Segundo um relatório de maio, da Agência Internacional de Energia (IEA, na sigla em inglês), o crescimento do mercado de renováveis no Brasil deve atingir novo recorde em 2022, principalmente pelos benefícios à adoção da energia solar distribuída.
Incentivos à tecnologia também têm levado ao crescimento de todo o mercado de energias renováveis na União Europeia e Índia neste ano, apontou a IEA.
Distribuidoras
O crescimento das micro e miniusinas solares, com até 5 megawatts (MW) de potência, também implica uma redução do mercado das distribuidoras de energia, que já vinha encolhendo por conta das migrações de consumidores ao mercado livre.
As concessionárias vêm sentindo os impactos do avanço da geração distribuída em suas receitas, já que essas instalações deixam de consumir da rede quando estão produzindo sua própria energia.
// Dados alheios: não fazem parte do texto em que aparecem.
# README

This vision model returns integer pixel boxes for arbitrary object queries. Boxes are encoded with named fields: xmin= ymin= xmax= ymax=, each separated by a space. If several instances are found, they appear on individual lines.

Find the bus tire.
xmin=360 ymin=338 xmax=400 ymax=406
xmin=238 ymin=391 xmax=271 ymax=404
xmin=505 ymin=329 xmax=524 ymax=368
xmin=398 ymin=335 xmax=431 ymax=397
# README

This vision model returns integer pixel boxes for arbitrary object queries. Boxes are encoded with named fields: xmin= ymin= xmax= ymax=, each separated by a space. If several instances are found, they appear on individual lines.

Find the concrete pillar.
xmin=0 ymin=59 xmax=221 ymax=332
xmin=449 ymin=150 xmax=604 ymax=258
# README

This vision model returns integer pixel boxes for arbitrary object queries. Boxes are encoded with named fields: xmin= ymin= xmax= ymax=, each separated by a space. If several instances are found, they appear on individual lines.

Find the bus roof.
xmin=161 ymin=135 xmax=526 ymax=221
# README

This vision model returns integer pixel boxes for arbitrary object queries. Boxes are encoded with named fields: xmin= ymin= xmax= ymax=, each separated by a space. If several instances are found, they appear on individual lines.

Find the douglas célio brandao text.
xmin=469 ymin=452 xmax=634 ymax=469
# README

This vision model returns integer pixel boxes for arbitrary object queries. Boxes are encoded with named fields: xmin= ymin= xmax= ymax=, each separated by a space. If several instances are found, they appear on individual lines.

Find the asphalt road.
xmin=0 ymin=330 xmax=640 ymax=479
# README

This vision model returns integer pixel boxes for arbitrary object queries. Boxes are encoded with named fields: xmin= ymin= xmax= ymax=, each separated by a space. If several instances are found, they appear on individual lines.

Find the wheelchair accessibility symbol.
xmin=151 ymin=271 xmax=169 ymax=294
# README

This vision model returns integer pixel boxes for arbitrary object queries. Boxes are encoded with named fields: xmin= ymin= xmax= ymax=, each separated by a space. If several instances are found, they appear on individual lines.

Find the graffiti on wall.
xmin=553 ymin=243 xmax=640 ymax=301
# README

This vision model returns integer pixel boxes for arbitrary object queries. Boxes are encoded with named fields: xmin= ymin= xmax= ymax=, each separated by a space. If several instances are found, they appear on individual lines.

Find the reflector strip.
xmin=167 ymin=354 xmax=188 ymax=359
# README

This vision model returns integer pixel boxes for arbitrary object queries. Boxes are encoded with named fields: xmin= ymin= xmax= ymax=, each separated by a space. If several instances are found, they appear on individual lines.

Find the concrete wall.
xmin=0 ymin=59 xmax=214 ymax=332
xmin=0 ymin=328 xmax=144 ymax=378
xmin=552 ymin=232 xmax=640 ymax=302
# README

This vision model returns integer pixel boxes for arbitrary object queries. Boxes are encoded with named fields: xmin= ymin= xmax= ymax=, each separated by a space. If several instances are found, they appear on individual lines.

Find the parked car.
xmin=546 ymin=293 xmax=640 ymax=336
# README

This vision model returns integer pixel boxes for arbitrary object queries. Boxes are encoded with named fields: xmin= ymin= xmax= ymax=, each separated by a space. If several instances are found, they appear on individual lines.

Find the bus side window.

No caso da paranaense Copel, o mercado faturado da distribuidora cresceu 0,5% no segundo trimestre na base anual, a 7.798 GWh, considerando uma subtração de 255 GWh de mini e microgeração. Desconsiderando o efeito da geração distribuída, o mercado teria crescido 1,7% no período.
Já a Cemig, que distribui energia em Minas Gerais, estado onde a geração distribuída mais cresce, a tecnologia representou 5,3% do total da energia consumida no primeiro trimestre, com 631 GWh. A elétrica ainda não divulgou dados do segundo trimestre.
A Neoenergia, que controla cinco distribuidoras, também disse sentir os efeitos da geração distribuída sobre o negócio, principalmente no Rio Grande do Norte.
Em teleconferência na semana passada, executivos da elétrica explicaram que, pela nova lei, esses impactos serão neutralizados para as distribuidoras na próxima revisão tarifária.
Há, porém, um efeito também no portfólio de contratos de energia das concessionárias. Com menor consumo, as empresas ficam sobrecontratadas — o que pode se tornar um problema, já que em níveis acima de 105%, as distribuidoras não são autorizadas a repassar os custos para as tarifas e têm que arcar com eles.
“Sobre a sobrecontratação, o impacto que gera, estamos exatamente numa discussão com a Aneel sobre isso, deve ser considerado como involuntário”, comentou Solange Ribeiro, diretora da Neoenergia, na semana passada.